Is the power and the passion as strong as ever, powering down the right wing?
“Oh God, yeah. I couldn’t play if it wasn’t like that. It has always been ‘all or nothing’ with me and that won’t change any time soon.”
How soon was Belinda back playing after Charlie’s birth?
“I had to get back. There was no way I was missing football when I knew I could play again. I had an emergency C-Section and then developed sepsis after the birth, but I was fine after a few weeks and seven weeks after the birth I reckoned I was fine. I asked the doc’ if I could play and forgot to mention the C-section,” she smiled.
“I was back playing the next day.”
Belinda is a powerful young woman but the mention of her twin sister Melissa stops the clock for a moment. The duo had a telepathic understanding on and off the pitch; the same drive and passion to succeed and were almost impossible to identify such was their likeness.
Melissa passed away tragically in July 2015 and the world stopped spinning for a while. Life is different now but Belinda can speak about her twin now without crying; however everyone else at the table were in bits when the subject came up.
“Of course, I think about her every day.
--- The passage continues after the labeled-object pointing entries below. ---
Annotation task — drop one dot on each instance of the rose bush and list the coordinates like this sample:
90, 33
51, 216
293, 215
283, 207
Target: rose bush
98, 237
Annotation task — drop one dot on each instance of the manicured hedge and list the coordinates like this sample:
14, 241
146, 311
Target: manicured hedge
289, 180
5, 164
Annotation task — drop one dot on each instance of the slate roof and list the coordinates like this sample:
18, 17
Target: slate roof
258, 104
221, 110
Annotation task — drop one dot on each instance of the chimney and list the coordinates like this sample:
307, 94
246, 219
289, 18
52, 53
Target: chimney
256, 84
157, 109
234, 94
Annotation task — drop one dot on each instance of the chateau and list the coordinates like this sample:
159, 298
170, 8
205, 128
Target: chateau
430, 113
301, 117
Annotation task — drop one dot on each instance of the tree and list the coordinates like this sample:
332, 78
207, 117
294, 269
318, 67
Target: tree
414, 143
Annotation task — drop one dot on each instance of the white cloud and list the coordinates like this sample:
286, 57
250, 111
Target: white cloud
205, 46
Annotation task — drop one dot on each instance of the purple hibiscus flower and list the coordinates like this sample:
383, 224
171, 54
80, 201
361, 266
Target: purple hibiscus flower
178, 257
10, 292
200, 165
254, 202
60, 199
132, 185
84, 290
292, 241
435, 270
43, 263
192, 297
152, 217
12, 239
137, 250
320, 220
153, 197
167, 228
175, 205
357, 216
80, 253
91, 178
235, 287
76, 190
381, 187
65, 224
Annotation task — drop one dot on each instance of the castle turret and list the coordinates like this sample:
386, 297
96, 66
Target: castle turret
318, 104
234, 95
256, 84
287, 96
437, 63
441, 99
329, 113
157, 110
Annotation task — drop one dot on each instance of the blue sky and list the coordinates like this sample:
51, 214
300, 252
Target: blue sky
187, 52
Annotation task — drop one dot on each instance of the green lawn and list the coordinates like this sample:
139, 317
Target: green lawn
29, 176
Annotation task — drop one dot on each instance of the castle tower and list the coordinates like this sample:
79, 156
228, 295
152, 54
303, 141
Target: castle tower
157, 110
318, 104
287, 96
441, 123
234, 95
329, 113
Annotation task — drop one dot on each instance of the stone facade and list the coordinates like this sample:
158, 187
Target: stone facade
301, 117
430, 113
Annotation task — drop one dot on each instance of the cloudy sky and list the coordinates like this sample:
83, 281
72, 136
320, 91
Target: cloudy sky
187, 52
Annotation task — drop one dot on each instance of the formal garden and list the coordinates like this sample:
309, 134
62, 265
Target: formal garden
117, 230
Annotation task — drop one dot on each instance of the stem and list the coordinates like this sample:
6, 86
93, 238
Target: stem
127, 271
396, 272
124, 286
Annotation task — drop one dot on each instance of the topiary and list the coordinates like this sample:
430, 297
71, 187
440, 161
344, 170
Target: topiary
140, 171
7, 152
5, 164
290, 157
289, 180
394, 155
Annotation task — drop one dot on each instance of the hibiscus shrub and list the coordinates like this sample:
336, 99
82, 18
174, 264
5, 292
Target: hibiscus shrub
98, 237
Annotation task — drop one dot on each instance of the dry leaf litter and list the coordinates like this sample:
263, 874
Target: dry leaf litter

Every single day. She was something else. I wear her number 2 jersey now every time I play and the same will happen this week. I miss her all the time but it will be tougher this week in the run-up to the final.
“She’d be buzzing about it and bouncing around the place – so we will just go and play and if we win we’ll know she’s celebrating wherever she is.”
Soon, it was time to go back to normal life again, but Belinda Patterson will never be ordinary – never was; never will be.
On Sunday she’ll run and run and run for her beloved Castlebar Town. That’s the way it was; that’s the way it is; that’s the way it always will be.